Point of sale systems that accept payment from mobile phones or smart cards are vulnerable. Induction coils can be hidden on these systems to record financial transactions from smart cards or mobile phone payments. With keys extracted, a malicious attacker could forge his own card or make fraudulent charges with the private key. Belgarric et al. propose a scenario where mobile payments are performed with bitcoin transactions. Since the Android implementation of the bitcoin client uses ECDSA, the signing key can be extracted at the point of sale. These types of attacks are only slightly more complex than magnetic card stripe skimmers currently used on traditional magnetic strip cards.

===Wireless charging pads===
Many public venues such as Starbucks locations are already offering free public wireless charging pads. It was previously shown that the same coils used in wireless charging can be used for detection of unintended radiation. Therefore, these charging pads pose a potential hazard. Malicious charging pads might attempt to extract keys in addition to charging a user’s phone. When coupled with packet sniffing capabilities of public Wi-Fi networks, the keys extracted could be used to perform man-in-the-middle attacks on users. If far-field attacks are discovered, an attacker only needs to point his antenna at a victim to perform these attacks; the victim need not be actively charging their phone on one of these public pads.

==Countermeasures==
Several countermeasures against electromagnetic attacks have been proposed, though there is no one perfect solution. Many of the following countermeasures will make electromagnetic attacks harder, not impossible.

===Physical countermeasures===
One of the most effective ways to prevent electromagnetic attacks is to make it difficult for an attacker to collect an electromagnetic signal at the physical level. Broadly, the hardware designer could design the encryption hardware to reduce signal strength or to protect the chip. Circuit and wire shielding, such as a Faraday cage, are effective in reducing the signal, as well as filtering the signal or introducing extraneous noise to mask the signal. Additionally, most electromagnetic attacks require attacking equipment to be very close to the target, so distance is an effective countermeasure. Circuit designers can also use certain glues or design components in order to make it difficult or impossible to depackage the chip without destroying it.

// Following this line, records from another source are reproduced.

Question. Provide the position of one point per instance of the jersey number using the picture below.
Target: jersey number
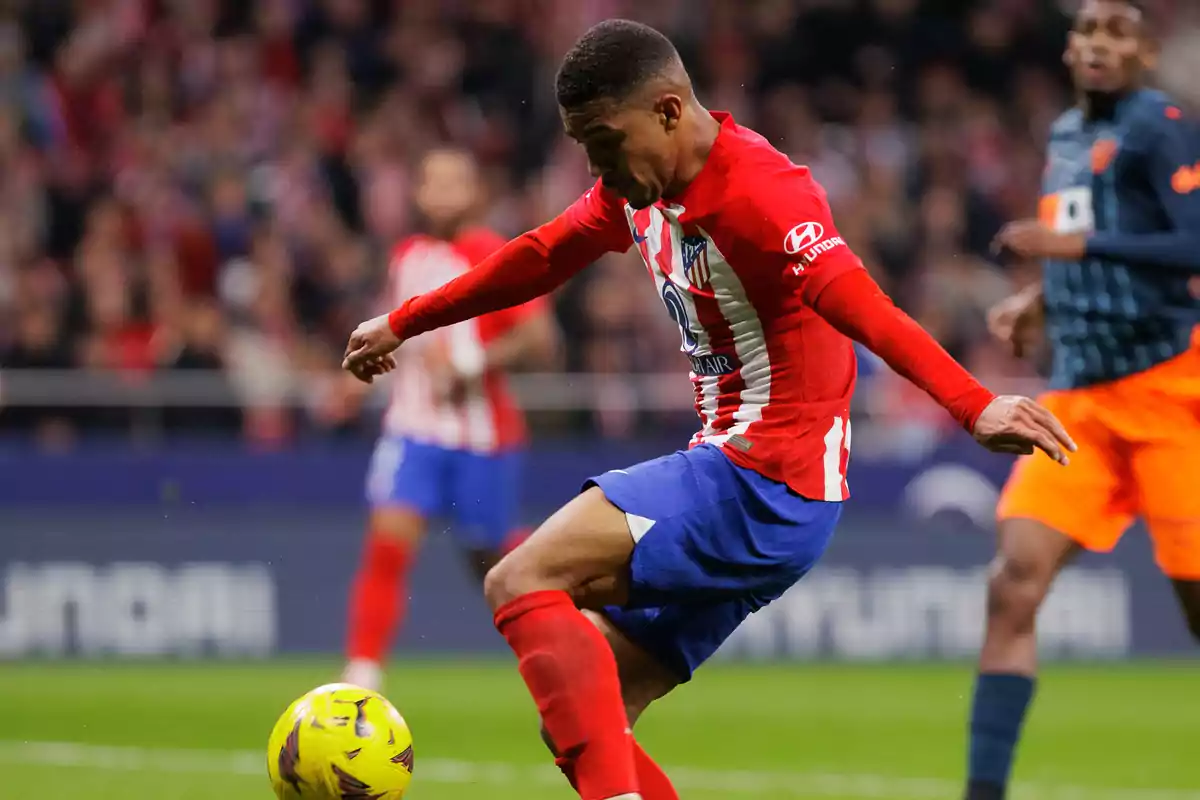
(1068, 211)
(678, 312)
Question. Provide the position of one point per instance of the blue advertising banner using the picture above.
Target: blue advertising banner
(216, 552)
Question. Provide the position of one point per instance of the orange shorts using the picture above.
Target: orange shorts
(1139, 456)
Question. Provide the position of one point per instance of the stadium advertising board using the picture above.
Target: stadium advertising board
(213, 553)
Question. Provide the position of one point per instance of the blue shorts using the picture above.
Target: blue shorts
(713, 543)
(477, 493)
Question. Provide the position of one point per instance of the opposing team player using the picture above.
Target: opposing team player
(670, 555)
(453, 434)
(1120, 236)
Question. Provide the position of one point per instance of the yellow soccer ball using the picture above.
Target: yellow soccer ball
(340, 741)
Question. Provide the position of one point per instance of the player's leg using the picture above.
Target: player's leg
(1168, 473)
(642, 681)
(1047, 513)
(565, 662)
(712, 543)
(403, 488)
(485, 497)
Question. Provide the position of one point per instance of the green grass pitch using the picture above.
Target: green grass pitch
(197, 731)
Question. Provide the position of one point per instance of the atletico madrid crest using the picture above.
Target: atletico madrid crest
(695, 260)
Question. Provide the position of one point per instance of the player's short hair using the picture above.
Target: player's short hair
(611, 61)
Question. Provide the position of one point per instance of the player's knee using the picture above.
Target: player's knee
(515, 575)
(1015, 590)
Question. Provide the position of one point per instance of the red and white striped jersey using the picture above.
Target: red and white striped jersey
(738, 258)
(487, 420)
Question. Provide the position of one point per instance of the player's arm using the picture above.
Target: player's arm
(1171, 160)
(525, 269)
(833, 282)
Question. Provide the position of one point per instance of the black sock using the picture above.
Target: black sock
(996, 716)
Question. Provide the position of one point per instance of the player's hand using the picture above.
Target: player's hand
(1018, 320)
(369, 352)
(1018, 425)
(1031, 239)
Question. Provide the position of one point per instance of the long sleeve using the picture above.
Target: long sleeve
(522, 270)
(1171, 158)
(857, 307)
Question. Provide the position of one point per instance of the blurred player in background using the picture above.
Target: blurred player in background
(1120, 239)
(670, 555)
(453, 435)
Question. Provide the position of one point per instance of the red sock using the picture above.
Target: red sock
(652, 781)
(570, 672)
(378, 597)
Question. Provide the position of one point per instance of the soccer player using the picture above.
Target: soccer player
(1120, 236)
(453, 434)
(669, 557)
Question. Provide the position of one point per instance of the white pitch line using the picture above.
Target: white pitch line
(450, 771)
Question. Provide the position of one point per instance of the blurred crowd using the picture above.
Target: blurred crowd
(215, 184)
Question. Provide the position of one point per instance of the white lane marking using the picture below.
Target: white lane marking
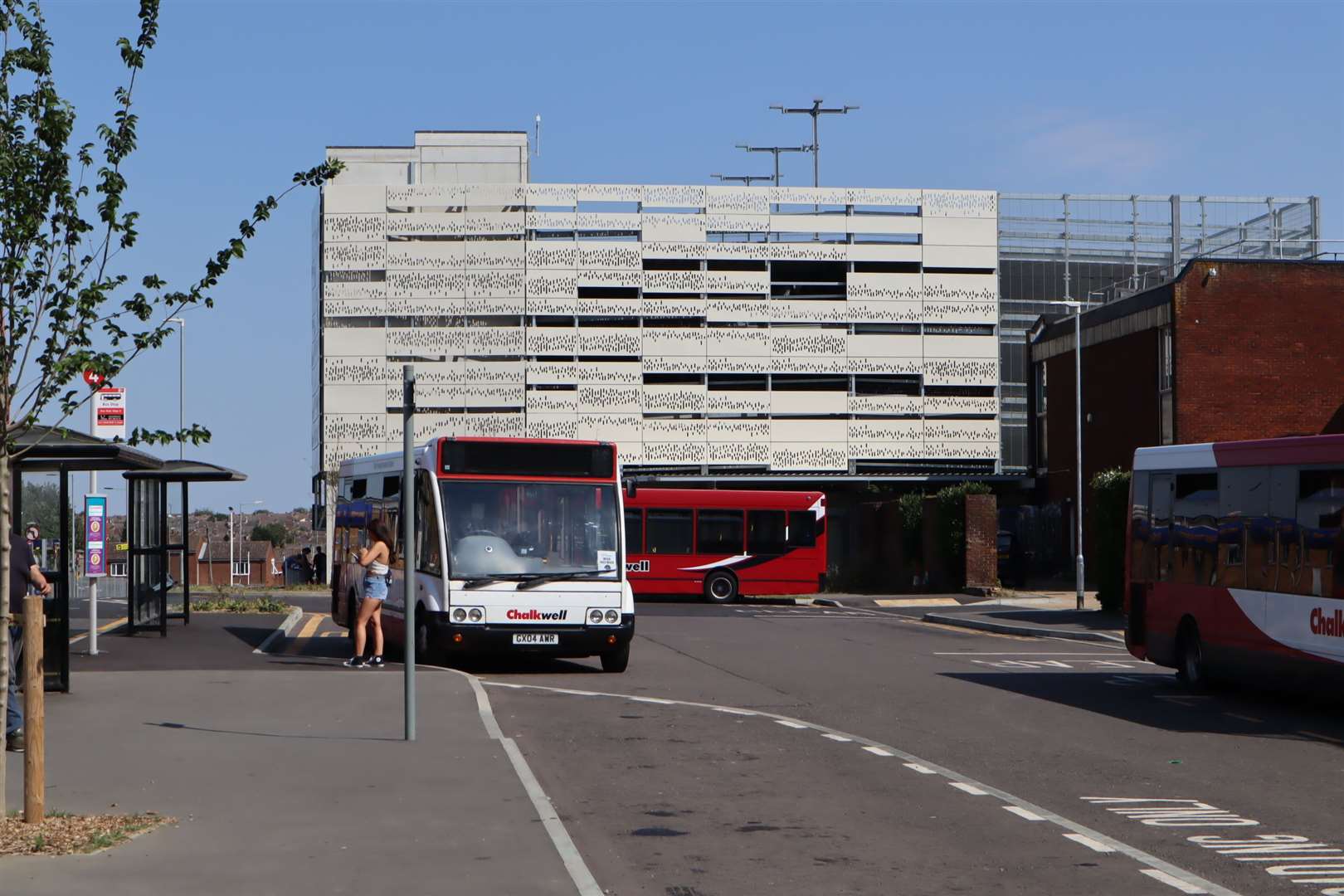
(283, 631)
(574, 864)
(1023, 813)
(910, 761)
(1089, 843)
(969, 789)
(1172, 881)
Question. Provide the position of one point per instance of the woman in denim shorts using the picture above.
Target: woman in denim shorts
(375, 559)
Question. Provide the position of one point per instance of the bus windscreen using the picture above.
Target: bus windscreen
(524, 458)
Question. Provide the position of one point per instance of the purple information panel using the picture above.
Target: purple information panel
(95, 535)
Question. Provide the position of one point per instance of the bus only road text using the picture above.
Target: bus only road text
(1292, 856)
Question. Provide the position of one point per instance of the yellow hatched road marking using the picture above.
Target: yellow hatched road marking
(307, 631)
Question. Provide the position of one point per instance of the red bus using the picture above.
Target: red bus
(1234, 561)
(723, 543)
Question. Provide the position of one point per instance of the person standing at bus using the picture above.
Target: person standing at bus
(375, 559)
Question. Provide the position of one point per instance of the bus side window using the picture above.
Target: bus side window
(427, 558)
(802, 528)
(719, 533)
(1161, 529)
(767, 533)
(633, 531)
(1320, 514)
(1195, 527)
(668, 533)
(1140, 531)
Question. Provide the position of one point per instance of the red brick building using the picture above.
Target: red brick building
(1229, 349)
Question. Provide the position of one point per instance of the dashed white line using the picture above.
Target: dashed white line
(1090, 844)
(1025, 813)
(1172, 881)
(1079, 833)
(969, 789)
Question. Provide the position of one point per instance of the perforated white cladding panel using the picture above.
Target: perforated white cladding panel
(472, 284)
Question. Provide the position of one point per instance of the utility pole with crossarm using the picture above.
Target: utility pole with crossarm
(816, 110)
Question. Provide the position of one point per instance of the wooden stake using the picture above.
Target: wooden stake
(34, 712)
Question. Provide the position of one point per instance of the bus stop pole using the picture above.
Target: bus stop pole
(93, 581)
(409, 538)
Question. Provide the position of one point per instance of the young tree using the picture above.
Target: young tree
(66, 304)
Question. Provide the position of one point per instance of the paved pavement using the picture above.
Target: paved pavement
(283, 781)
(760, 748)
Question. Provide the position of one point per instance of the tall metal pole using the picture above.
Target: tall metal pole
(93, 582)
(182, 387)
(409, 538)
(1079, 427)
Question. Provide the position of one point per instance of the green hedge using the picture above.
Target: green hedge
(1110, 507)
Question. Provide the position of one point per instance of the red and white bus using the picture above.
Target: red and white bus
(1235, 558)
(724, 543)
(518, 548)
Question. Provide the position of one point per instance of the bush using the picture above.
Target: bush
(1110, 507)
(912, 527)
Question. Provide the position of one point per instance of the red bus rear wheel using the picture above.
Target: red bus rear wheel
(1190, 657)
(721, 587)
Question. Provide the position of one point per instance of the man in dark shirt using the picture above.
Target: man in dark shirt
(23, 571)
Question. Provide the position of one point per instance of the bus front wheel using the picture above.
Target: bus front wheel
(721, 587)
(617, 660)
(1190, 657)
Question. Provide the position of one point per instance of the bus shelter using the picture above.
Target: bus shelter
(65, 451)
(149, 540)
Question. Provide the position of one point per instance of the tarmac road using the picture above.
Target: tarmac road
(810, 750)
(691, 800)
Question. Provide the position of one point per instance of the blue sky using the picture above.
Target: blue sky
(1224, 99)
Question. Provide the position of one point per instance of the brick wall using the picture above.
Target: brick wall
(981, 542)
(1259, 351)
(1120, 391)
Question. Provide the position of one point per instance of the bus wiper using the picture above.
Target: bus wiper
(480, 582)
(541, 578)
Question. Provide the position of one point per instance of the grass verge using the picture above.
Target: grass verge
(65, 833)
(236, 605)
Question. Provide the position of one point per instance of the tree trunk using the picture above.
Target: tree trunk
(4, 599)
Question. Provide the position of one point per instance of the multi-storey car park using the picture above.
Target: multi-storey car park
(723, 332)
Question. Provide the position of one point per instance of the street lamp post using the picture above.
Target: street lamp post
(1079, 436)
(182, 387)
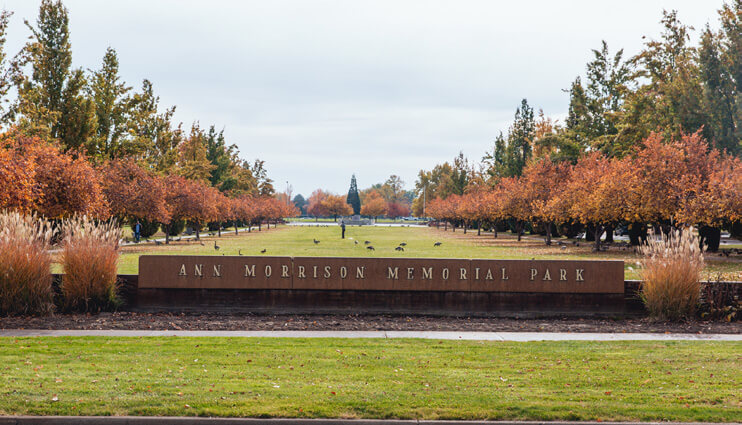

Recently, white-box modeling was utilized to develop a low-overhead generic circuit-level countermeasure against both electromagnetic as well as power side-channel attacks. To minimize the effects of the higher-level metal layers in an IC acting as more efficient antennas, the idea is to embed the crypto core with a signature suppression circuit, routed locally within the lower-level metal layers, leading towards both power and electromagnetic side-channel attack immunity.

===Implementation countermeasures===
As many electromagnetic attacks, especially SEMA attacks, rely on asymmetric implementations of cryptographic algorithms, an effective countermeasure is to ensure that a given operation performed at a given step of the algorithm gives no information on the value of that bit. Randomization of the order of bit encryption, process interrupts, and clock cycle randomization, are all effective ways to make attacks more difficult.

==Usage in the government==
The classified National Security Agency program TEMPEST focuses on both the spying on systems by observing electromagnetic radiation and the securing of equipment to protect against such attacks.

The Federal Communications Commission outlines the rules regulating the unintended emissions of electronic devices in Part 15 of the Code of Federal Regulations Title 47. The FCC does not provide a certification that devices do not produce excess emissions, but instead relies on a self-verification procedure.